Cite as: https://hdl.handle.net/21.11116/0000-0010-41CF-C
Abstract
Motivation: MRF-based quantification of semi-solid MT/CEST proton-exchange requires a computationally demanding dictionary synthesis/matching. Recently reported unsupervised learning alternatives were incompatible with pulsed clinical CEST and multi-pool imaging.
Goal(s): To develop a training-set-free MRF reconstruction method, learning directly from the acquired data via pulsed-saturation-compatible physical modeling.
Approach: A differentiable multi-pool Bloch-McConnel simulator was designed and embedded within a test-time learning framework.
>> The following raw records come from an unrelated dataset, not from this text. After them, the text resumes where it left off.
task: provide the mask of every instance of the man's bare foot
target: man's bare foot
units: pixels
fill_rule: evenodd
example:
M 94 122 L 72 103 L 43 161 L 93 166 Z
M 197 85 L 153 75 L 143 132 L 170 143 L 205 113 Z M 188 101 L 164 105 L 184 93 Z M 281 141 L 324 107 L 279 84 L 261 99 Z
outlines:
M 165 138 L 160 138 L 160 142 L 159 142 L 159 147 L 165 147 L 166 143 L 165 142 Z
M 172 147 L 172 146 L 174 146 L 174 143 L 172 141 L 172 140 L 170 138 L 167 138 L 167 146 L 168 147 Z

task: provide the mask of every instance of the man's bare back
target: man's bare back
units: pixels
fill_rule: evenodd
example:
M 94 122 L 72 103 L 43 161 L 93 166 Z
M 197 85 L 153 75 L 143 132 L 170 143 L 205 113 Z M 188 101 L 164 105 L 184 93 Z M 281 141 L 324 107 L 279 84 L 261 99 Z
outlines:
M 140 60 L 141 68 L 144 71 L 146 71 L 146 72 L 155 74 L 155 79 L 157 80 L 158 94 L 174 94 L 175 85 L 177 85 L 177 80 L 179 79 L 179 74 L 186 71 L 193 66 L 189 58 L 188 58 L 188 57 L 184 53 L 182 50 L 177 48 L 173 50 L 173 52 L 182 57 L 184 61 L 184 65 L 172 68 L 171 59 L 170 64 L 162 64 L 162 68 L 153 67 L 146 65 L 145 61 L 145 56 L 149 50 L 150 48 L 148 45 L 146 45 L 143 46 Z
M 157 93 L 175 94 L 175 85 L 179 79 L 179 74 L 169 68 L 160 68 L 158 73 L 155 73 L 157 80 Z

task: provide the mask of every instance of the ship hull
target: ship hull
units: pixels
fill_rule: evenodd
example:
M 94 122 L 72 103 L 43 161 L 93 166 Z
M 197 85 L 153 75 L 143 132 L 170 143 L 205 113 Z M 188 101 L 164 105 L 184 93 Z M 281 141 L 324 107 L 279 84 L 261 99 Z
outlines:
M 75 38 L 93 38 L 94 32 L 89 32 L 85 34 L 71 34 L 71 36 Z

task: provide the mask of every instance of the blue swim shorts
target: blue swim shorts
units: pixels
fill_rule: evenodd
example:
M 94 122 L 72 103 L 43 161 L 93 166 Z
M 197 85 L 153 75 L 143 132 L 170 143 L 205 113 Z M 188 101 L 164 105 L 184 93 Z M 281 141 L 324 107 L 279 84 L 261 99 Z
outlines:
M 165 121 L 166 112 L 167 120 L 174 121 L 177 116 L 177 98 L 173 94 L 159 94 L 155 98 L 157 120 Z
Validation was performed using L-arginine phantoms and a human subject at 3T.
Results: The method enabled quantitative MT/CEST reconstruction in ~1 minute. The resulting maps were highly correlated with ground-truth in-vitro (Pearson’s r>0.95). In-vivo, semi-solid volume fractions were in agreement with MRF-based maps (r~0.8).
Impact: A one-stop-shop for semisolid MT and CEST MRF reconstruction was developed, enabling a training-set-free rapid quantification of exchange parameters on clinical scanners. This accessible approach could help a variety of Bloch-fitting applications to benefit from deep learning through differentiable spin-physics.